Apply one rule chosen proportionally by weight (PCFG) or uniformly (CFG) from the surviving candidates.

Examples:

>>> from SRToolkit.utils.grammar import Grammar, Rule
>>> g = Grammar()
>>> g.add_rule(Rule("E", ["x"]))
>>> d = g.start_derivation("E")
>>> d.sample()
>>> d.complete
True

Raises:

Type Description
RuntimeError

If the derivation is already complete.

RuntimeError

If all candidate rules are filtered out by allows.

Source code in SRToolkit/utils/grammar/derivation.py
def sample(self) -> None:
    """
    Apply one rule chosen proportionally by weight (PCFG) or uniformly
    (CFG) from the surviving candidates.

    Examples:
        >>> from SRToolkit.utils.grammar import Grammar, Rule
        >>> g = Grammar()
        >>> g.add_rule(Rule("E", ["x"]))
        >>> d = g.start_derivation("E")
        >>> d.sample()
        >>> d.complete
        True

    Raises:
        RuntimeError: If the derivation is already complete.
        RuntimeError: If all candidate rules are filtered out by
            [allows][SRToolkit.utils.grammar.constraints.Constraint.allows].
    """
    candidates = self.options()
    if not candidates:
        raise RuntimeError(
            "No valid rules available for the current non-terminal after applying constraint filters."
        )

    weights = [float(r.weight) for r in candidates]
    total = sum(weights)
    probs = [w / total for w in weights]
    self.apply(candidates[np.random.choice(len(candidates), p=probs)])

generate

generate(limit: int = 1000) -> list[str]

Run the derivation to completion and return the token list.

Examples:

>>> from SRToolkit.utils.grammar import Grammar, Rule
>>> g = Grammar()
>>> g.add_rule(Rule("E", ["x"]))
>>> g.start_derivation("E").generate()
['x']

Parameters:

Name Type Description Default
limit int

Maximum number of rule applications. A negative value means unlimited. Default 1000.

1000

Returns:

Type Description
list[str]

Flat list of terminal tokens in left-to-right order.

Raises:

Type Description
RuntimeError

If the derivation does not complete within limit steps (only when limit >= 0).

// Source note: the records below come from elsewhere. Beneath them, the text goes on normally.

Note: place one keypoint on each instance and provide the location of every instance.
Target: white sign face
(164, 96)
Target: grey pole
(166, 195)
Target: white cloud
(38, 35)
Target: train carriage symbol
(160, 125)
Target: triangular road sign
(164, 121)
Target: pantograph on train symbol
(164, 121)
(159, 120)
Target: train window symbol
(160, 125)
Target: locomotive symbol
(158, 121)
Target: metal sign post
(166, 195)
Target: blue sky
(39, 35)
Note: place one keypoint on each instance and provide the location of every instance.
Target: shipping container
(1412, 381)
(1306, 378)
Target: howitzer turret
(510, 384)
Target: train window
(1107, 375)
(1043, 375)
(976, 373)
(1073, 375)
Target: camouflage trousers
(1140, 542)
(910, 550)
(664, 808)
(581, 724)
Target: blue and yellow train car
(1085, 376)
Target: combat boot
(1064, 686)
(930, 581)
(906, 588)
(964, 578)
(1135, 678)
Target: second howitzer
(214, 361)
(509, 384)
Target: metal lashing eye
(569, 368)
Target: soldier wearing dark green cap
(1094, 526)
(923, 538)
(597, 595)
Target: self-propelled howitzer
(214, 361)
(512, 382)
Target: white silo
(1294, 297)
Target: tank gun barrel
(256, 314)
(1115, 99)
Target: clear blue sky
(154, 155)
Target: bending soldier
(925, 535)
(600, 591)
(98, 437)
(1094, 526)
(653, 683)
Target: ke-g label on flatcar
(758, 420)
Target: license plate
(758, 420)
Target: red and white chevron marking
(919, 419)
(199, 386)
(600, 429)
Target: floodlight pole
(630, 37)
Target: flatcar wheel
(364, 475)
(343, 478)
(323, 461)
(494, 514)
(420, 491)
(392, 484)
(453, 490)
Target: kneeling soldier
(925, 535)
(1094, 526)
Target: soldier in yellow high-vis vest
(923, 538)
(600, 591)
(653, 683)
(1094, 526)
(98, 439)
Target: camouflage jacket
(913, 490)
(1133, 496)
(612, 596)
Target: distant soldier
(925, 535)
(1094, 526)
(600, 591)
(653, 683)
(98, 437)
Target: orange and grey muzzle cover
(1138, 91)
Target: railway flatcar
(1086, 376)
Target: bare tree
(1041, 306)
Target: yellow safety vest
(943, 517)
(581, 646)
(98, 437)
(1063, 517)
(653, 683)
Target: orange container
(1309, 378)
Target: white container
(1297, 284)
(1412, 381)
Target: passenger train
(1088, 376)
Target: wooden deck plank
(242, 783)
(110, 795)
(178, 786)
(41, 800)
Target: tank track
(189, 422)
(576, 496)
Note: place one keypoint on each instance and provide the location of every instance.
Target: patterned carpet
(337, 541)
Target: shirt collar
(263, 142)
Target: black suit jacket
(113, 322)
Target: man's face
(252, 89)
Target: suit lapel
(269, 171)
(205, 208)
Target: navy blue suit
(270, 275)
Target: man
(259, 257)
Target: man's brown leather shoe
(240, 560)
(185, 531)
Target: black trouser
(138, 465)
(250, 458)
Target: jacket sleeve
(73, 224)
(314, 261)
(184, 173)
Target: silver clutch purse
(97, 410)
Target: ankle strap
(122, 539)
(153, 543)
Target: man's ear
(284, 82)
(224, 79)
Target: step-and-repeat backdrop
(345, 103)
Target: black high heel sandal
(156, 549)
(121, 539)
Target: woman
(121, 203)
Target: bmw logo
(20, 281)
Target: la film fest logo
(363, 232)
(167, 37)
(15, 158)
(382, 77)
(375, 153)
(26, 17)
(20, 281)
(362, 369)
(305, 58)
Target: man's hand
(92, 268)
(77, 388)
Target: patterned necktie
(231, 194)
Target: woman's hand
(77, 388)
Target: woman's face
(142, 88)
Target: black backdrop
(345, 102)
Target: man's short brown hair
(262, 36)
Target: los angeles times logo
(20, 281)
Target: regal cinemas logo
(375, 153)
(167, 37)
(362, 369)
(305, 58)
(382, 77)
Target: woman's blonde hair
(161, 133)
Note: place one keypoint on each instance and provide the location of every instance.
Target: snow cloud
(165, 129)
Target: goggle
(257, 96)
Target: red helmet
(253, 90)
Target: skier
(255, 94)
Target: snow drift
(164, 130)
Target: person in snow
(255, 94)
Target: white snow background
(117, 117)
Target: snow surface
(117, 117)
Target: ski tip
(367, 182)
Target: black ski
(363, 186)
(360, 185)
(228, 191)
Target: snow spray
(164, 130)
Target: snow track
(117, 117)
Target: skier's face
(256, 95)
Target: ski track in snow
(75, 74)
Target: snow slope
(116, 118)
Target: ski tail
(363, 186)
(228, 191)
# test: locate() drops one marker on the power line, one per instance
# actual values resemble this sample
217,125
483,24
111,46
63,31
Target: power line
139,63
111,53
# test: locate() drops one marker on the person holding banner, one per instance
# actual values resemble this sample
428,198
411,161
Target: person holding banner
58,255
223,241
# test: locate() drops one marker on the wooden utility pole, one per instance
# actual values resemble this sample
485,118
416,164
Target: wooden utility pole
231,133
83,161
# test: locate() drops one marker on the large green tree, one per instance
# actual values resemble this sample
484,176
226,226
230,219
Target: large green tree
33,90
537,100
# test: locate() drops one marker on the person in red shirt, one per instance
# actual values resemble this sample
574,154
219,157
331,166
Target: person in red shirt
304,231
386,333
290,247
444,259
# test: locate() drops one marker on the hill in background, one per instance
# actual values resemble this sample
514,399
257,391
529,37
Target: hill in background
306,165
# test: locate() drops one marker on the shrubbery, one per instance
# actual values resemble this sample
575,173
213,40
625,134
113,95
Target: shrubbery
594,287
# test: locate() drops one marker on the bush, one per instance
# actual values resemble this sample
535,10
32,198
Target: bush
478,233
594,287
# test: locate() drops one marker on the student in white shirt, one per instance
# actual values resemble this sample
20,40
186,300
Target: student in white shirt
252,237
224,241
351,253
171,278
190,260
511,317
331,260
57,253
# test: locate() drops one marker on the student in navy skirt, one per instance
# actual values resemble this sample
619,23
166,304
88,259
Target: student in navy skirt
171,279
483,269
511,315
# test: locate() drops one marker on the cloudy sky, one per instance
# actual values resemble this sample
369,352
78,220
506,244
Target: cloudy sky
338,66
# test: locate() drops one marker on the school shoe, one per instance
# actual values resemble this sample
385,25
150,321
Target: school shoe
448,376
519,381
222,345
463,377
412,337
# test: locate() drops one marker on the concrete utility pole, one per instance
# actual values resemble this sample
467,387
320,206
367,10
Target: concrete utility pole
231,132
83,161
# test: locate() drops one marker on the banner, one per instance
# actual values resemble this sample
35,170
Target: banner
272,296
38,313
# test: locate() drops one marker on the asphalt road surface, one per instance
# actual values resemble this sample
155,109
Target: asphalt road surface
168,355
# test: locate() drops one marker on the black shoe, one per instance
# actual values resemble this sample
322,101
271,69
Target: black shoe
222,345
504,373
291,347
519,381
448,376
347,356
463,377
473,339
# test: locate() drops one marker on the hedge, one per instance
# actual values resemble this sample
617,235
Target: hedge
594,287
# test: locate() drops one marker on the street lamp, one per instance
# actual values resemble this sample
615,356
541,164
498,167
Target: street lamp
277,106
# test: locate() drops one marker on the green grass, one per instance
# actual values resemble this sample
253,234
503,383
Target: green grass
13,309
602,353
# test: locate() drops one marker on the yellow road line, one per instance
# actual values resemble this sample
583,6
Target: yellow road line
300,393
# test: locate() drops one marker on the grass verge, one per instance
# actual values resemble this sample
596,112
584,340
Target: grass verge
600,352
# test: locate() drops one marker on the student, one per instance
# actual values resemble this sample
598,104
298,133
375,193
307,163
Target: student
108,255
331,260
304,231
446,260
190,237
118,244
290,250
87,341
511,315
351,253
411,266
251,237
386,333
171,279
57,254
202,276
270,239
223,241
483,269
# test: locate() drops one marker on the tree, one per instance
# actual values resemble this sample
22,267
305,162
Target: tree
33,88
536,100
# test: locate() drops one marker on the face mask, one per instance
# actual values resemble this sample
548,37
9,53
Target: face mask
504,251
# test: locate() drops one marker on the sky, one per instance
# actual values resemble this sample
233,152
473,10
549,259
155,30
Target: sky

Source code in SRToolkit/utils/grammar/derivation.py
def generate(self, limit: int = 1000) -> list[str]:
    """
    Run the derivation to completion and return the token list.

    Examples:
        >>> from SRToolkit.utils.grammar import Grammar, Rule
        >>> g = Grammar()
        >>> g.add_rule(Rule("E", ["x"]))
        >>> g.start_derivation("E").generate()
        ['x']

    Args:
        limit: Maximum number of rule applications. A negative value means
            unlimited. Default ``1000``.

    Returns:
        Flat list of terminal tokens in left-to-right order.

    Raises:
        RuntimeError: If the derivation does not complete within
            ``limit`` steps (only when ``limit >= 0``).
    """
    steps = 0
    while not self.complete:
        if steps >= limit >= 0:
            raise RuntimeError(f"Derivation did not complete within {limit} rule applications.")
        self.sample()
        steps += 1
    return self.to_token_list()

to_token_list

to_token_list() -> list[str]

Return the completed expression as a flat token list.

Examples:

>>> from SRToolkit.utils.grammar import Grammar, Rule
>>> g = Grammar()
>>> g.add_rule(Rule("E", ["x"]))
>>> d = g.start_derivation("E")
>>> d.apply(d.options()[0])
>>> d.to_token_list()
['x']

Returns:

Type Description
list[str]

Flat list of terminal tokens in left-to-right order.

Raises:

Type Description
RuntimeError

If the derivation is not yet complete.

Source code in SRToolkit/utils/grammar/derivation.py
def to_token_list(self) -> list[str]:
    """
    Return the completed expression as a flat token list.

    Examples:
        >>> from SRToolkit.utils.grammar import Grammar, Rule
        >>> g = Grammar()
        >>> g.add_rule(Rule("E", ["x"]))
        >>> d = g.start_derivation("E")
        >>> d.apply(d.options()[0])
        >>> d.to_token_list()
        ['x']

    Returns:
        Flat list of terminal tokens in left-to-right order.

    Raises:
        RuntimeError: If the derivation is not yet complete.
    """
    if not self.complete:
        raise RuntimeError("Derivation is not yet complete.")
    return self.to_parse_tree().to_token_list()

to_parse_tree

to_parse_tree() -> ParseTree

Return the completed derivation as a ParseTree.

Examples:

>>> from SRToolkit.utils.grammar import Grammar, Rule
>>> g = Grammar()
>>> g.add_rule(Rule("E", ["x"]))
>>> d = g.start_derivation("E")
>>> d.apply(d.options()[0])
>>> isinstance(d.to_parse_tree(), ParseTree)
True

Returns:

Type Description
ParseTree

The ParseTree rooted at the

ParseTree

start symbol.

Raises:

Type Description
RuntimeError

If the derivation is not yet complete.

Source code in SRToolkit/utils/grammar/derivation.py
def to_parse_tree(self) -> ParseTree:
    """
    Return the completed derivation as a
    [ParseTree][SRToolkit.utils.grammar.ParseTree].

    Examples:
        >>> from SRToolkit.utils.grammar import Grammar, Rule
        >>> g = Grammar()
        >>> g.add_rule(Rule("E", ["x"]))
        >>> d = g.start_derivation("E")
        >>> d.apply(d.options()[0])
        >>> isinstance(d.to_parse_tree(), ParseTree)
        True

    Returns:
        The [ParseTree][SRToolkit.utils.grammar.ParseTree] rooted at the
        start symbol.

    Raises:
        RuntimeError: If the derivation is not yet complete.
    """
    if not self.complete:
        raise RuntimeError("Derivation is not yet complete.")
    return ParseTree(self._root)